- The Washington Times - Monday, January 2, 2006

When it comes to treating strep throat, older types of antibiotics are increasingly less likely to kill the germ that causes millions of sore throats, fevers and missed school days for children each year.

Yet recent studies show that as many as 90 percent of children treated for strep still get amoxicillin or penicillin rather than newer antibiotics known as cephalosporins.

One study presented at a recent scientific meeting on antimicrobials found that taking the newer drugs even for a few days is more effective against strep than the traditional 10-day course of the older antibiotics.

Pediatricians at the University of Rochester Medical Center found that 25 percent of children treated with penicillin ended up back in the doctor’s office within three weeks of treatment.

Children treated with amoxicillin returned 18 percent of the time. But repeat visits fell to 14 percent for youngsters who got older-generation cephalosporins, and to just 7 percent for newer types of the drugs, such as cefpodoxime and cefdinir, which can typically be given for just four or five days.
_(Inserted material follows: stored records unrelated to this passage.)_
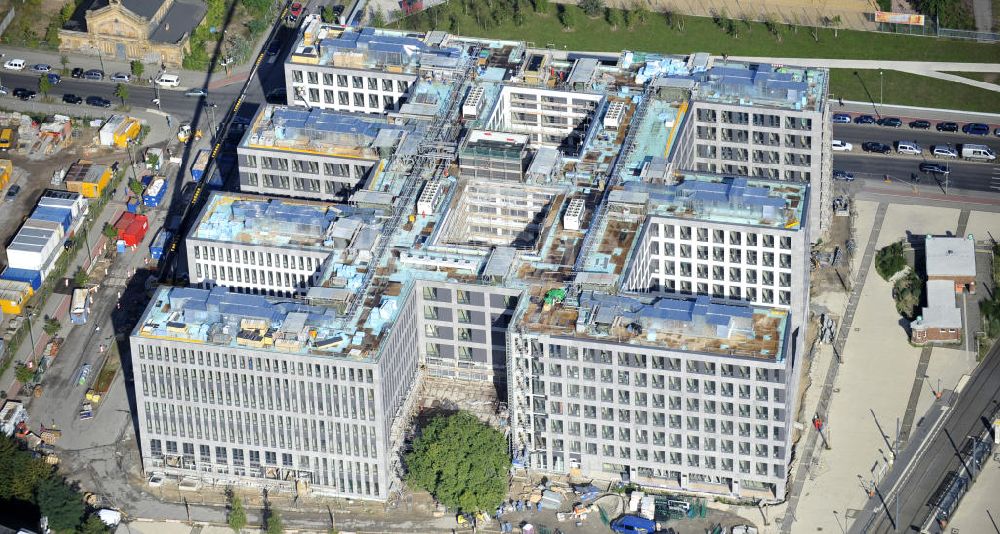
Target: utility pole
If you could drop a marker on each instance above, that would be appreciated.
(880, 92)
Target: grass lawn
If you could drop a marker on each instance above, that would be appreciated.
(912, 90)
(991, 77)
(698, 35)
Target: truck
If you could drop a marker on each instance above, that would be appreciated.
(80, 308)
(153, 195)
(200, 162)
(160, 242)
(978, 152)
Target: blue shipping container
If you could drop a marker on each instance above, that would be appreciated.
(63, 216)
(34, 278)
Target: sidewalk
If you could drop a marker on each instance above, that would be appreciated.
(188, 78)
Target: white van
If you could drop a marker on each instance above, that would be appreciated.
(978, 152)
(908, 147)
(168, 80)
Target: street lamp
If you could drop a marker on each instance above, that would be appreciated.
(880, 93)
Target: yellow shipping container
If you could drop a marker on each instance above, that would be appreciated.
(88, 178)
(6, 171)
(13, 296)
(126, 131)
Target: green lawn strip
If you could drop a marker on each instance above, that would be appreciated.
(698, 35)
(991, 77)
(911, 90)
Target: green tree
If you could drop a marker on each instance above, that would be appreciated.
(461, 461)
(58, 501)
(44, 85)
(237, 517)
(121, 91)
(23, 373)
(274, 523)
(592, 7)
(889, 260)
(20, 473)
(137, 68)
(566, 16)
(93, 525)
(52, 326)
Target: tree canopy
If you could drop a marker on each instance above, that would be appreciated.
(60, 503)
(461, 461)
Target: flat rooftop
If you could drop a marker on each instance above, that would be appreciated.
(950, 256)
(371, 48)
(220, 318)
(718, 198)
(323, 132)
(255, 220)
(690, 324)
(760, 84)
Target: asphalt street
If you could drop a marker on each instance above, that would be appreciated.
(917, 476)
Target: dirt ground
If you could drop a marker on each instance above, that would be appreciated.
(35, 175)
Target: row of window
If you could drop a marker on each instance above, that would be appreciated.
(228, 275)
(258, 392)
(349, 477)
(221, 360)
(263, 430)
(353, 82)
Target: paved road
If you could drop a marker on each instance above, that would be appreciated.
(924, 465)
(964, 176)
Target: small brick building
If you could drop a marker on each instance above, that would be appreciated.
(951, 269)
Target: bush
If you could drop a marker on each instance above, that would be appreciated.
(461, 461)
(889, 260)
(907, 293)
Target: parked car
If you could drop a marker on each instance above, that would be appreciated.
(910, 148)
(13, 192)
(935, 168)
(875, 146)
(841, 146)
(944, 151)
(25, 94)
(98, 102)
(976, 128)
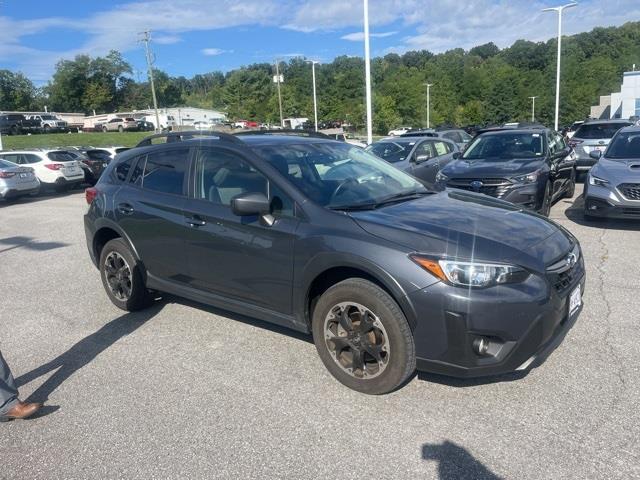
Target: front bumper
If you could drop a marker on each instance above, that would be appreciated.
(525, 322)
(604, 202)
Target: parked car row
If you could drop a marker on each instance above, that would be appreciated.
(28, 172)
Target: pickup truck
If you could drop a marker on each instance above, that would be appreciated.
(50, 123)
(15, 124)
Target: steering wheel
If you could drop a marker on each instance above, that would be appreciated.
(341, 186)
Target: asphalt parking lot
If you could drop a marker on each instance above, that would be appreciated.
(185, 391)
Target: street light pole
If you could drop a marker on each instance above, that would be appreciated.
(428, 85)
(533, 108)
(315, 101)
(367, 72)
(146, 40)
(559, 9)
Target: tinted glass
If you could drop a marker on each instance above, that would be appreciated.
(122, 169)
(598, 130)
(164, 171)
(338, 175)
(506, 146)
(625, 145)
(392, 150)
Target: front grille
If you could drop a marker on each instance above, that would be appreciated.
(630, 191)
(494, 187)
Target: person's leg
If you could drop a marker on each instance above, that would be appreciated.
(8, 390)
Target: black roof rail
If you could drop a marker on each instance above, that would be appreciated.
(284, 131)
(188, 135)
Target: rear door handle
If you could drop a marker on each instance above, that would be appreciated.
(196, 221)
(125, 209)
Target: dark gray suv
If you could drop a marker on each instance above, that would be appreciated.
(324, 238)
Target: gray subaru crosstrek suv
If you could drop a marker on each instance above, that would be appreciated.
(593, 135)
(325, 238)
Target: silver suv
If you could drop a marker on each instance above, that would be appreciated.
(591, 136)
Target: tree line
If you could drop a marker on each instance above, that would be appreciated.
(485, 85)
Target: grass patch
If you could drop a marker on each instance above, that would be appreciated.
(54, 140)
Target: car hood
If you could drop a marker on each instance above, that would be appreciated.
(483, 168)
(467, 225)
(618, 171)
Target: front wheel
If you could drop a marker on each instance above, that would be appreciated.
(363, 337)
(121, 277)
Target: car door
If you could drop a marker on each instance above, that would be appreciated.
(149, 208)
(240, 258)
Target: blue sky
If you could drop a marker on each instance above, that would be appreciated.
(197, 36)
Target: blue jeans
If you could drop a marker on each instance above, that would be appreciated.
(8, 389)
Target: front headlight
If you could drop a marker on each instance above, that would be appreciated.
(526, 178)
(593, 180)
(471, 274)
(441, 178)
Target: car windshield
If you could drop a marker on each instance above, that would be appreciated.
(590, 131)
(340, 176)
(60, 156)
(392, 150)
(624, 145)
(505, 146)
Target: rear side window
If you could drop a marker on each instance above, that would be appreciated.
(598, 130)
(164, 171)
(122, 169)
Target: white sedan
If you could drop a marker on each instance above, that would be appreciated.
(398, 131)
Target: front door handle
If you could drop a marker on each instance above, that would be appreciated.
(125, 209)
(196, 221)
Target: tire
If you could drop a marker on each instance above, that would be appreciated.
(388, 335)
(133, 292)
(571, 189)
(545, 208)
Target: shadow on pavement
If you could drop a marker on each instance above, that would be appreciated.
(85, 351)
(576, 215)
(11, 243)
(455, 462)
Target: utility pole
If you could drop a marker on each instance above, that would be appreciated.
(367, 73)
(279, 94)
(146, 40)
(559, 10)
(533, 108)
(428, 85)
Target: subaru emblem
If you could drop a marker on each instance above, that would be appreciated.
(476, 185)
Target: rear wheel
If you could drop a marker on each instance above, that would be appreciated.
(363, 337)
(121, 277)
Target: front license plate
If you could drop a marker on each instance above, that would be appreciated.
(575, 300)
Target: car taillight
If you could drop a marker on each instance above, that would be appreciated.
(90, 194)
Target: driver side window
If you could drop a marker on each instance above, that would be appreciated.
(221, 175)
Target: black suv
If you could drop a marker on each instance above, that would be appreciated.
(532, 167)
(323, 237)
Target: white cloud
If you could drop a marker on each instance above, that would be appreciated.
(212, 52)
(359, 36)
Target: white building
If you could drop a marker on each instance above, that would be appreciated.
(623, 104)
(185, 116)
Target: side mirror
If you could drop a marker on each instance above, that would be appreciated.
(595, 154)
(247, 204)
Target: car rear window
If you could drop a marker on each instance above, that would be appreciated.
(598, 130)
(60, 157)
(164, 171)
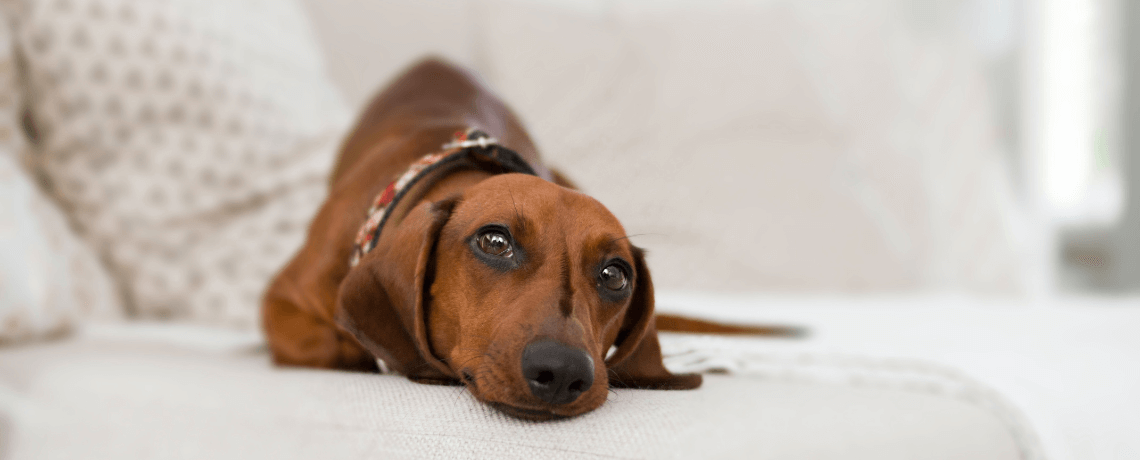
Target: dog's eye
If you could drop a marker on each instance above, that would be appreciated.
(495, 243)
(613, 278)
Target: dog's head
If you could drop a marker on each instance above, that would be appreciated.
(526, 292)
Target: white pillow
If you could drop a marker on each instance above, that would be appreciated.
(189, 140)
(49, 279)
(775, 146)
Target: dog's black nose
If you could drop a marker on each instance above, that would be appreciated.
(556, 374)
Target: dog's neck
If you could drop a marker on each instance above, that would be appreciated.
(469, 150)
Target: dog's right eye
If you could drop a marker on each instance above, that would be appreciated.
(495, 243)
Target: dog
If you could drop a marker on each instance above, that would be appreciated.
(447, 252)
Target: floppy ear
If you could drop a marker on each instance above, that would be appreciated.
(382, 300)
(636, 362)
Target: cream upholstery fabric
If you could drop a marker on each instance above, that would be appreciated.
(188, 140)
(116, 399)
(49, 279)
(772, 146)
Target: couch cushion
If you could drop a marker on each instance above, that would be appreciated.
(121, 399)
(776, 145)
(49, 278)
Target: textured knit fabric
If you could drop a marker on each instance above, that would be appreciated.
(49, 279)
(188, 140)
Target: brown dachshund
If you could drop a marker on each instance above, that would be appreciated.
(479, 267)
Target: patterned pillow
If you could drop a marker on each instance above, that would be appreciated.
(187, 139)
(48, 277)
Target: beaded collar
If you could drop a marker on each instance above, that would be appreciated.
(471, 148)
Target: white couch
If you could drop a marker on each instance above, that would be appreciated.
(762, 172)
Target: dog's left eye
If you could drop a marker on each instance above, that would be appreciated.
(495, 243)
(613, 278)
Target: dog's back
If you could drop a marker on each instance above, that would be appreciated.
(414, 115)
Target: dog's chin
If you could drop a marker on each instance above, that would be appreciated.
(531, 415)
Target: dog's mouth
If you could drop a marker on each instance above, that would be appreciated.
(532, 415)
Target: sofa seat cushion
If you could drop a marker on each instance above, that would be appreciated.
(112, 397)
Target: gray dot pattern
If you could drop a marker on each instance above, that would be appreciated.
(188, 139)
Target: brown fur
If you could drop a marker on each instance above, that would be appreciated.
(422, 302)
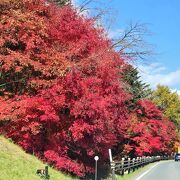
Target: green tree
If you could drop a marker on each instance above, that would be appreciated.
(134, 85)
(61, 2)
(168, 102)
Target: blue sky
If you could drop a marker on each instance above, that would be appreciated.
(163, 20)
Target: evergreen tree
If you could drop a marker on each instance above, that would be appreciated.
(135, 86)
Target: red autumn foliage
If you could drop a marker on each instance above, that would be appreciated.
(70, 123)
(62, 97)
(149, 132)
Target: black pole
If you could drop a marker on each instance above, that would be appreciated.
(46, 172)
(95, 170)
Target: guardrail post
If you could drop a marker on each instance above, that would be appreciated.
(137, 162)
(133, 162)
(129, 165)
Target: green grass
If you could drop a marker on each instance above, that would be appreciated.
(15, 164)
(134, 174)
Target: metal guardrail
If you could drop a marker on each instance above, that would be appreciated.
(129, 165)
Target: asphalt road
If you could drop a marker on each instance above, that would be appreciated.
(164, 170)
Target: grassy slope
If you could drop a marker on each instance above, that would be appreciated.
(135, 174)
(15, 164)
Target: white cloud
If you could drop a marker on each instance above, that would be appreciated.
(155, 74)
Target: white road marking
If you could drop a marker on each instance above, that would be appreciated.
(138, 178)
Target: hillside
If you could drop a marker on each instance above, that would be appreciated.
(15, 164)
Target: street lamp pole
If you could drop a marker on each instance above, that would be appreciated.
(96, 158)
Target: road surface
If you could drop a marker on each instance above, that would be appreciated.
(164, 170)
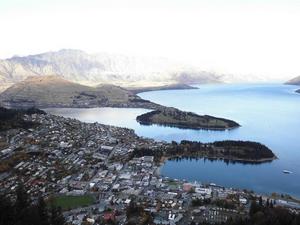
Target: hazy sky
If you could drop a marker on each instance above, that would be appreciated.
(241, 37)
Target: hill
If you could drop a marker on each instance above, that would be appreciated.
(90, 69)
(54, 91)
(172, 117)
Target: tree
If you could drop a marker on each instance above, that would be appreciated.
(42, 211)
(57, 217)
(21, 206)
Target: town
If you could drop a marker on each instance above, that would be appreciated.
(90, 170)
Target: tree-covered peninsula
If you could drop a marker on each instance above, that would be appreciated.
(172, 117)
(243, 151)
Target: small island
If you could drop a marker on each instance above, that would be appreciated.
(233, 151)
(167, 116)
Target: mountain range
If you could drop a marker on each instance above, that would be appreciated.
(54, 91)
(91, 69)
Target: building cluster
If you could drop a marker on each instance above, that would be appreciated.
(70, 158)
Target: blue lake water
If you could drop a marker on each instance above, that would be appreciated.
(268, 113)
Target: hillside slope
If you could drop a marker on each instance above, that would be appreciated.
(54, 91)
(92, 69)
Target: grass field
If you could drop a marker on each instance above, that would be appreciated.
(72, 202)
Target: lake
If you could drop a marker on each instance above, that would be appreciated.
(268, 113)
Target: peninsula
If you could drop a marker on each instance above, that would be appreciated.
(173, 117)
(176, 86)
(243, 151)
(54, 91)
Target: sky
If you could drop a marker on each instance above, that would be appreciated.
(243, 37)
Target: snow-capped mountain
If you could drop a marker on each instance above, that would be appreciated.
(81, 67)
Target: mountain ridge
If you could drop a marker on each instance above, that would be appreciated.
(55, 91)
(92, 69)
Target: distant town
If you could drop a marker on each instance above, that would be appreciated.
(93, 173)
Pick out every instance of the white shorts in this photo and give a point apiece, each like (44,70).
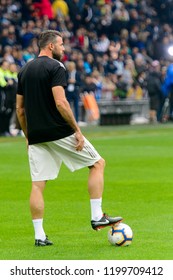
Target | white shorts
(45,159)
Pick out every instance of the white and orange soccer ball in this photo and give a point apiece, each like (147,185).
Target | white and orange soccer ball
(120,235)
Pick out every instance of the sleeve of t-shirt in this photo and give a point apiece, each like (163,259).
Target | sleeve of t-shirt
(59,77)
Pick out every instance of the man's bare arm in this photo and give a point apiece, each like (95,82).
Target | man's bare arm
(20,111)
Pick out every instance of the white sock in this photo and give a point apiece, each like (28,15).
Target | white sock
(96,209)
(38,228)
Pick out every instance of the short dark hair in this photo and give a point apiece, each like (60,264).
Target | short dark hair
(46,37)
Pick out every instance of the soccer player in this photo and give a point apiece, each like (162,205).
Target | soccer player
(52,133)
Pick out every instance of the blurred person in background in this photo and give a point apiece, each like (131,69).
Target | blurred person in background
(73,87)
(154,85)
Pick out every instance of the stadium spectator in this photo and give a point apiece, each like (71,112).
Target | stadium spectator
(154,87)
(115,30)
(73,88)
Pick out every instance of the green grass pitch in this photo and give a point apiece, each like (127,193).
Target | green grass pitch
(138,186)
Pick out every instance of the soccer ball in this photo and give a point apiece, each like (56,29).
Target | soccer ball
(120,235)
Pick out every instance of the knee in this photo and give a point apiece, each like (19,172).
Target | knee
(100,164)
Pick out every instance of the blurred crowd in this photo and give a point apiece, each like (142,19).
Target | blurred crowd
(112,48)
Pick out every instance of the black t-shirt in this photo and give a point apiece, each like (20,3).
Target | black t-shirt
(35,82)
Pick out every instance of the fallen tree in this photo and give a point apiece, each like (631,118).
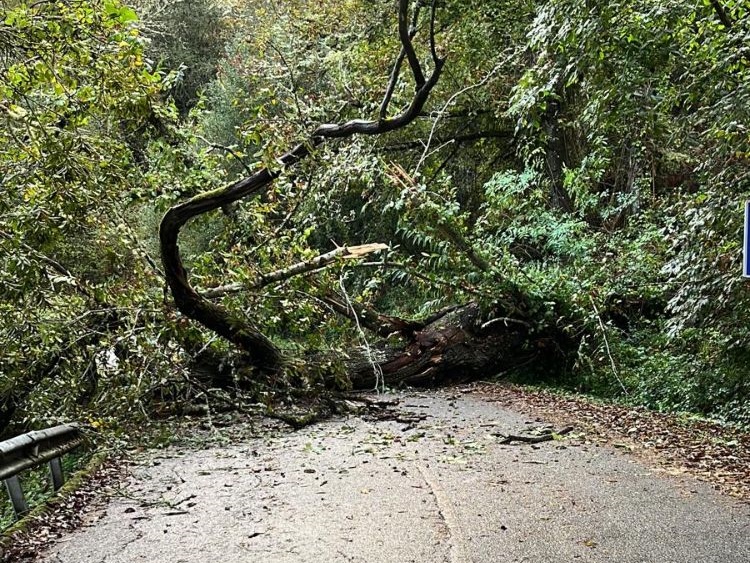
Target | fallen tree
(457,343)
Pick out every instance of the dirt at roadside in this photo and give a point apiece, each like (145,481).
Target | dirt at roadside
(712,452)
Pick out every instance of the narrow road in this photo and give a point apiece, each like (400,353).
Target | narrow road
(434,485)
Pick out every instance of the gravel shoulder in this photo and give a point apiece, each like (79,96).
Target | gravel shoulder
(432,483)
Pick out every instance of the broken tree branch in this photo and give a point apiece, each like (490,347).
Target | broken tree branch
(317,263)
(261,352)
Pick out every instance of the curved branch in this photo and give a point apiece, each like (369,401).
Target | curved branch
(317,263)
(263,354)
(408,47)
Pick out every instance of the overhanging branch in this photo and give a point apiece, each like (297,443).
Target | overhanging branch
(262,352)
(303,267)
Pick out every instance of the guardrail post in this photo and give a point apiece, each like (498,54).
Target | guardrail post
(56,473)
(13,485)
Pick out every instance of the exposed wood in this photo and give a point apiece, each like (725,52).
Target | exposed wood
(261,352)
(321,261)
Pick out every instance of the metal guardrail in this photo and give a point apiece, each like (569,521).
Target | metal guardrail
(32,449)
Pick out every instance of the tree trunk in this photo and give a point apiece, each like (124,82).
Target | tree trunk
(458,346)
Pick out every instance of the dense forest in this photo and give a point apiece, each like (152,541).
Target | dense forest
(230,203)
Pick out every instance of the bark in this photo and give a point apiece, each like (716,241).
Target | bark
(460,346)
(261,352)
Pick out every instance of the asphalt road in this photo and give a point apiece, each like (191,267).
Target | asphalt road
(442,489)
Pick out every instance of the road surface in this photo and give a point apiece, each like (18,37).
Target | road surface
(438,485)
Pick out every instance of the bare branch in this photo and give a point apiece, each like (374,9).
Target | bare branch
(411,55)
(722,14)
(317,263)
(380,324)
(264,354)
(393,80)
The study reviewed treatment of 11,426 children.

“Most doctors are shocked to learn of the high failure rates of the older medications,” said Dr. Michael Pichichero, a professor of microbiology and immunology at Rochester and co-author of the study.

“The paradigm for treating strep sore throats has been changing slowly, and endorsing the use of cephalosporins as a first-time treatment is something that needs to be seriously considered,” he said.

Treatment guidelines for strep issued by the American Academy of Pediatrics, the American Heart Association and the World Health Organization all call for penicillin or amoxicillin as first drugs of choice, despite evidence that resistance to those drugs may be on the rise.